50% of banks carry out a risk assessment every year; Increase in bank fraud.
Despite an alarming increase in the number of post-Covid bank frauds in India, only 50% of Indian banks conduct fraud risk assessments and update the fraud risk register once a year, according to a recent report, India Banking Fraud Survey Edition IV, by Deloitte, published in January 2022. The survey included responses from banks and financial institutions such as private, public, foreign, cooperative and regional rural banks in India.
While only 50% of banks only carry out a risk assessment once a year, 45% do it once every two or three years. In a few cases, 5%, the risk assessment has not been done once in five years.
Main bank frauds
Data theft and cyber crime are the two main factors behind the increase in bank fraud in India, according to the study. More than 20% of bank fraud involved loans. Among the biggest concerns are identity theft and mobile/net banking fraud.
“Banks were facing a three-pronged ‘attack’ in the fight against financial crime: growth in digital transactions, ever-changing regulatory guidelines and new trends in fraud. Although banks have not yet fully understood the implications and impact of the current environment on fraud-related issues, a portion of banks appear to accept that the pandemic may eventually lead to an increase in fraud,” concludes the report.

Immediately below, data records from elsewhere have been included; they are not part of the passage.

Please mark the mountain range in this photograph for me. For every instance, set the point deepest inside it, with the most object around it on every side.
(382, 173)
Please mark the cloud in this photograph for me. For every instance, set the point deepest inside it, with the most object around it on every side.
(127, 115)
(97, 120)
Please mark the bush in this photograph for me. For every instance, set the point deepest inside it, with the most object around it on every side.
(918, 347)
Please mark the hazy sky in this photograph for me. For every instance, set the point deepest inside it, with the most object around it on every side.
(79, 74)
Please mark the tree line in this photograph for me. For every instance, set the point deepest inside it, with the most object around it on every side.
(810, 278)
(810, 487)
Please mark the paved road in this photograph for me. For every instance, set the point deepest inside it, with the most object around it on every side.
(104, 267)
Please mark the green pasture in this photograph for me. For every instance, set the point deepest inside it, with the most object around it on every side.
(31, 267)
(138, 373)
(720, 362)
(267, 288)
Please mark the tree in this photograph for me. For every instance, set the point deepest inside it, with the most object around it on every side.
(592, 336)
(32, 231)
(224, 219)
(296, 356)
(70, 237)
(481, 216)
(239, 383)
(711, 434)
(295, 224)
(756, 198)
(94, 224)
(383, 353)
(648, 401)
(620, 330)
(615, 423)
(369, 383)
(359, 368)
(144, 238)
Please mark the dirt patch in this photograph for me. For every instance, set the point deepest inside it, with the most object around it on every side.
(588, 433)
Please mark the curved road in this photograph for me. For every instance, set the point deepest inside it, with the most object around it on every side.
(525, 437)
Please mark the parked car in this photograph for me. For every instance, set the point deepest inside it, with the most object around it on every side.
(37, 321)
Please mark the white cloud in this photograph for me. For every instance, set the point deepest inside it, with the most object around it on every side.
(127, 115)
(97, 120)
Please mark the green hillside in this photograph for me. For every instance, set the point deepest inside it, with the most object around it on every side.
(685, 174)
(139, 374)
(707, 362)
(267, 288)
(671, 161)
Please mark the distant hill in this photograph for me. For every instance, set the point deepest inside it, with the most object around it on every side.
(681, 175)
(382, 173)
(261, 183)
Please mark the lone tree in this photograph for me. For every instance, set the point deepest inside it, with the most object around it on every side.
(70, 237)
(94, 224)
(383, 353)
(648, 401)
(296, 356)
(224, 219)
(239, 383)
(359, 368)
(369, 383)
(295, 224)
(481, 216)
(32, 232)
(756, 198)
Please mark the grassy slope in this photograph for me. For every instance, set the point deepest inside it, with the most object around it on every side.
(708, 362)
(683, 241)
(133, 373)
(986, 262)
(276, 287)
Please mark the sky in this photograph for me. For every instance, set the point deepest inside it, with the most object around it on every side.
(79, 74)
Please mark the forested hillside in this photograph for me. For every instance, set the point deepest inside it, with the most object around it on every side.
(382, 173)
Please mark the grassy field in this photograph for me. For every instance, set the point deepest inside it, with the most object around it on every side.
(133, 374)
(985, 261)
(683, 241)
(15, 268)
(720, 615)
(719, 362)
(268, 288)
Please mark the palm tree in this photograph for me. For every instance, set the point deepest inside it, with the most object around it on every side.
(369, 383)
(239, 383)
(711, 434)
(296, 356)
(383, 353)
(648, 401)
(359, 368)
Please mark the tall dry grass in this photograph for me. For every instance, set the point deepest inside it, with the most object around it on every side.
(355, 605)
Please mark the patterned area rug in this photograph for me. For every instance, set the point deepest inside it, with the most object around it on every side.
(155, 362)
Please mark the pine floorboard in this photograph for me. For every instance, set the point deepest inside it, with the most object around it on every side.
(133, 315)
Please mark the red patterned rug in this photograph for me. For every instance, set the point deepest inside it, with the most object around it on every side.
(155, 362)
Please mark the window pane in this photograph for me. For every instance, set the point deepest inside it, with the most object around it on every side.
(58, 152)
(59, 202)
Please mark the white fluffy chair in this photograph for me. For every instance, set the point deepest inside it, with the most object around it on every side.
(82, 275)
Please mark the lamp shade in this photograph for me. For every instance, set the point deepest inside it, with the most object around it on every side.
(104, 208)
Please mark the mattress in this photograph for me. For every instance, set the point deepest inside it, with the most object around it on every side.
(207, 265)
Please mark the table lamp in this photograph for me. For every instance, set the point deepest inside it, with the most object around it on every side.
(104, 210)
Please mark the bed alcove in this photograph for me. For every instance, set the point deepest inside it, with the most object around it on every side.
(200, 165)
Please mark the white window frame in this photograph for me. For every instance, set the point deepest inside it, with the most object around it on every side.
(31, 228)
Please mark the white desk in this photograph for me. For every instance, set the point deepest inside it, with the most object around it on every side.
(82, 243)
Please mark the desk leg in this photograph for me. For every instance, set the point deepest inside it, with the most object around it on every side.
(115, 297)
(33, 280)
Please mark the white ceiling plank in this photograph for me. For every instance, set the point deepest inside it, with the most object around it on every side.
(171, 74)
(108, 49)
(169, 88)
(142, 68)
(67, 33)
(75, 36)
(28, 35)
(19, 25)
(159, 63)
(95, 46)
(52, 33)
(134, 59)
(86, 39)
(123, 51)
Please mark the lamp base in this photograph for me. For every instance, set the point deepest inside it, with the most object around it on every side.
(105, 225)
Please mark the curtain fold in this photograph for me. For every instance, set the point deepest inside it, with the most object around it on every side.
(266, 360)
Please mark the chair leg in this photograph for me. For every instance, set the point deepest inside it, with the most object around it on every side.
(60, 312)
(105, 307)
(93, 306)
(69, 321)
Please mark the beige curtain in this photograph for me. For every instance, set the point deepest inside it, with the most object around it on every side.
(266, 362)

Inability to deal with growing fraud
While on the one hand, technology has made banking easier for customers and banks, on the other hand, it also poses a threat to banking and finance, the report says. Lockdowns and social distancing norms have restricted the mobility of bank staff and customers, increasing the use of digital channels and other forms of remote banking. Additionally, with a significant number of bank employees working from home, banks needed to provide their staff with remote access to their organization’s network and information. This has forced banks to adopt significant organizational and operational changes in a short period of time to avoid service disruptions. While remote access was granted to employees, banks failed to develop the mechanism to counter the resulting vulnerability, the report said. Various undiagnosed vulnerabilities further complicate the configuration of banks.
Most vulnerabilities go unreported unless routine account audit/reconciliation or process reviews are performed. With 50% of banks conducting reviews once a year, the security of the banking system could be a growing concern.

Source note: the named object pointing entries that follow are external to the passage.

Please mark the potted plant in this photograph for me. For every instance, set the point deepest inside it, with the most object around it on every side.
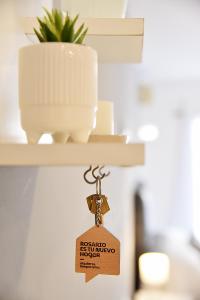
(58, 81)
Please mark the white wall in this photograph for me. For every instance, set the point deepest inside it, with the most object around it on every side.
(43, 210)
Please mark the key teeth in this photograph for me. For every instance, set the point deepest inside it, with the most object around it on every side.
(81, 136)
(60, 137)
(33, 137)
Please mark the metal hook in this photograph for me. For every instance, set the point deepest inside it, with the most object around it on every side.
(103, 174)
(97, 177)
(85, 178)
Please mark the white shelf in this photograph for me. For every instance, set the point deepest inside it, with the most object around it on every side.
(113, 154)
(116, 40)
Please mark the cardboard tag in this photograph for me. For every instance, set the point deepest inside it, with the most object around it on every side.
(97, 252)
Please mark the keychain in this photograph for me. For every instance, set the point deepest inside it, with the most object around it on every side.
(97, 250)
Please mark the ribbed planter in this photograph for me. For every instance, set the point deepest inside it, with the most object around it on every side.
(58, 91)
(95, 8)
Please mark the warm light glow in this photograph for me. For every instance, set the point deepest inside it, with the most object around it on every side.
(45, 139)
(154, 269)
(148, 133)
(195, 143)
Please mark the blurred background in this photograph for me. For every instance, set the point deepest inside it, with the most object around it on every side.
(155, 209)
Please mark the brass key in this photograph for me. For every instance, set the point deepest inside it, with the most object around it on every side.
(92, 203)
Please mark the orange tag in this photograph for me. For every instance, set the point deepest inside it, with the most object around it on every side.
(97, 252)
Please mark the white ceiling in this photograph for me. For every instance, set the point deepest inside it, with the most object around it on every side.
(172, 38)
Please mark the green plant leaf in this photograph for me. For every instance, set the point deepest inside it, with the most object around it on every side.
(49, 15)
(54, 27)
(78, 32)
(82, 37)
(71, 29)
(39, 36)
(58, 19)
(65, 30)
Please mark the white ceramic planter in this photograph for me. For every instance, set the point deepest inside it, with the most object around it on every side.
(58, 91)
(95, 8)
(104, 119)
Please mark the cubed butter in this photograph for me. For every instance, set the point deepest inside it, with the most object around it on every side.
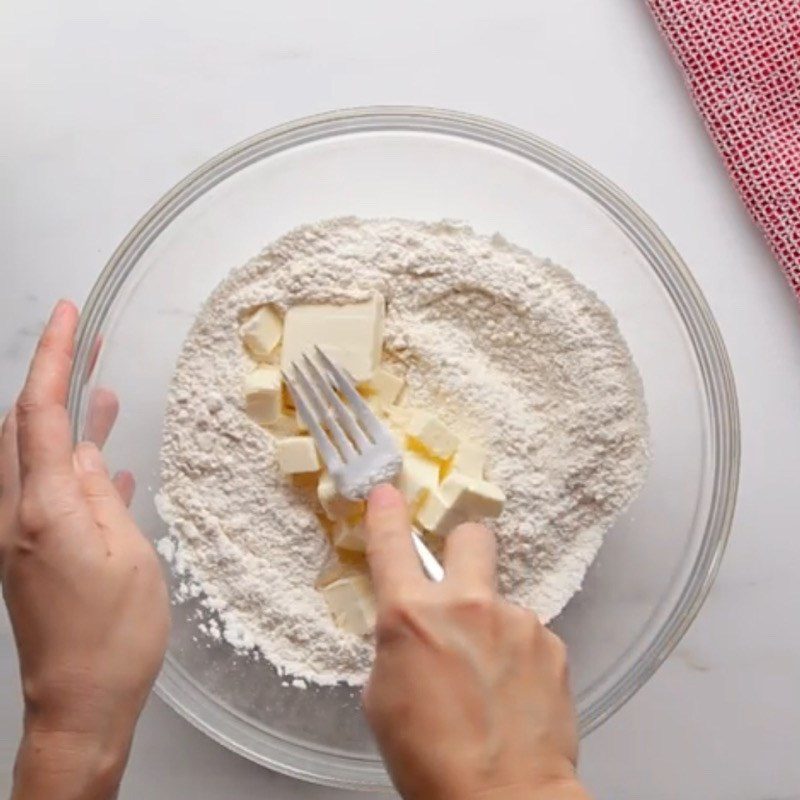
(475, 498)
(352, 604)
(340, 564)
(384, 388)
(297, 454)
(432, 434)
(418, 476)
(436, 515)
(349, 534)
(261, 332)
(285, 425)
(469, 459)
(351, 335)
(262, 392)
(458, 499)
(335, 505)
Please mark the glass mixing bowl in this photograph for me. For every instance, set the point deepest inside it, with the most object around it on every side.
(656, 564)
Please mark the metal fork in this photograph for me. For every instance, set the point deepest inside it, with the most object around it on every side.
(358, 449)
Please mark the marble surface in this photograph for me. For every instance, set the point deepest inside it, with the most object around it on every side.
(107, 105)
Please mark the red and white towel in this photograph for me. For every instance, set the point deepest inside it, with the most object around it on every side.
(741, 59)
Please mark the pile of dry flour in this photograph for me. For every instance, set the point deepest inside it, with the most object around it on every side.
(505, 347)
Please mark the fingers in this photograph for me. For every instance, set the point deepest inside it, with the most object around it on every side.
(125, 484)
(470, 557)
(9, 479)
(392, 559)
(105, 501)
(102, 414)
(9, 462)
(43, 433)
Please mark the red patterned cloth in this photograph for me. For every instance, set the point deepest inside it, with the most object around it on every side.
(741, 60)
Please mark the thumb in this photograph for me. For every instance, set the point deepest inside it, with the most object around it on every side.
(392, 559)
(99, 490)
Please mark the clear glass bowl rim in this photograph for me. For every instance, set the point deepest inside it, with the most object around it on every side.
(291, 757)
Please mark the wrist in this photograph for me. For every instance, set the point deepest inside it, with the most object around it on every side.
(69, 765)
(556, 789)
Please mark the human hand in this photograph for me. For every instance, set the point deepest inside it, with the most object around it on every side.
(85, 594)
(469, 696)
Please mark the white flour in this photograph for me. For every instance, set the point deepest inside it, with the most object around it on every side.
(504, 346)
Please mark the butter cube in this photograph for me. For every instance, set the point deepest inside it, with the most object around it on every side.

Although the majority of fraud can be detected through internal audits, conducting such an audit presents several challenges. Technological limitations and lack of required skills are major challenges. More than 50% of banks lack the technical teams and infrastructure to conduct internal forensic audits, the report says.

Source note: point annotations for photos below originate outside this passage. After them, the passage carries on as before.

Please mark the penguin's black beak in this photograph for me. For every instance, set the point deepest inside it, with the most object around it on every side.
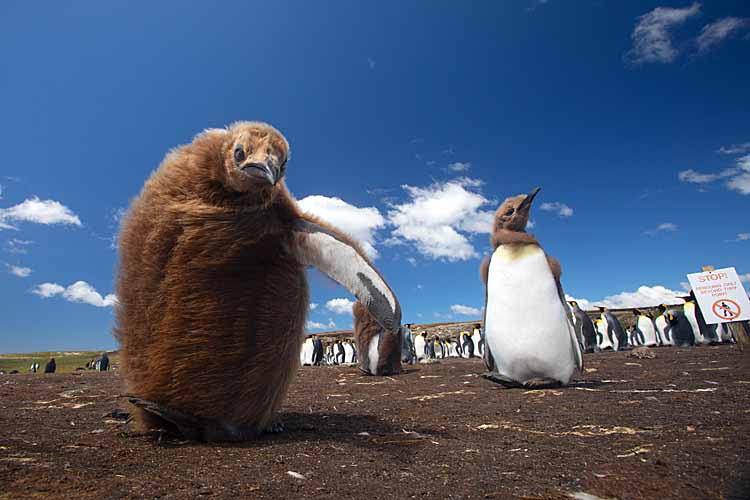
(526, 203)
(262, 170)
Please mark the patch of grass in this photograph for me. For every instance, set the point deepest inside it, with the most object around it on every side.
(66, 361)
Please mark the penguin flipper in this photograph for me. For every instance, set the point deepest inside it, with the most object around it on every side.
(542, 383)
(502, 380)
(322, 246)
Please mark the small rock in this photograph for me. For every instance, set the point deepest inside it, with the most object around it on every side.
(642, 353)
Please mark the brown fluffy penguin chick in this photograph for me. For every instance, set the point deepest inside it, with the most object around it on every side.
(379, 353)
(213, 290)
(529, 337)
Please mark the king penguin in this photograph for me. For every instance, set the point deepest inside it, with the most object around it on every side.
(680, 329)
(308, 351)
(584, 327)
(603, 339)
(419, 346)
(529, 339)
(615, 329)
(662, 326)
(645, 329)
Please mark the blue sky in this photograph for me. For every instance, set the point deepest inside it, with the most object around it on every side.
(409, 122)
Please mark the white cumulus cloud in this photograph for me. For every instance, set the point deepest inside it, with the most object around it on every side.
(715, 33)
(38, 211)
(21, 272)
(737, 177)
(465, 310)
(340, 306)
(459, 167)
(437, 219)
(315, 325)
(652, 41)
(360, 223)
(79, 292)
(562, 209)
(645, 296)
(665, 227)
(735, 149)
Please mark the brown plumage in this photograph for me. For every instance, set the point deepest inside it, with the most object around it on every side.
(366, 332)
(212, 285)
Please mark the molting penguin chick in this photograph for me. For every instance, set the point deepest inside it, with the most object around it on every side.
(529, 339)
(212, 285)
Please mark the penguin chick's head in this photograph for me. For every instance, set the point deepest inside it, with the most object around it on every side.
(513, 214)
(255, 156)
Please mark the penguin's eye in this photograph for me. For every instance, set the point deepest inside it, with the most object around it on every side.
(239, 154)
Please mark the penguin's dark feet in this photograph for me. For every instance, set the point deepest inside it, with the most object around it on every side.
(542, 383)
(276, 428)
(501, 379)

Although technology is a threat, the study also suggests that it is also the means to combat bank fraud. Banks can implement artificial intelligence (AI) and machine learning (ML) technologies to improve their financial risk management systems.
“Banks should take the time to measure the effectiveness, adequacy and efficiency of existing controls against an up-to-date risk assessment. A key challenge for banks managing their regulatory obligations is finding the balance between risk management and efficiency/effectiveness through innovation using AI and ML,” the report suggests.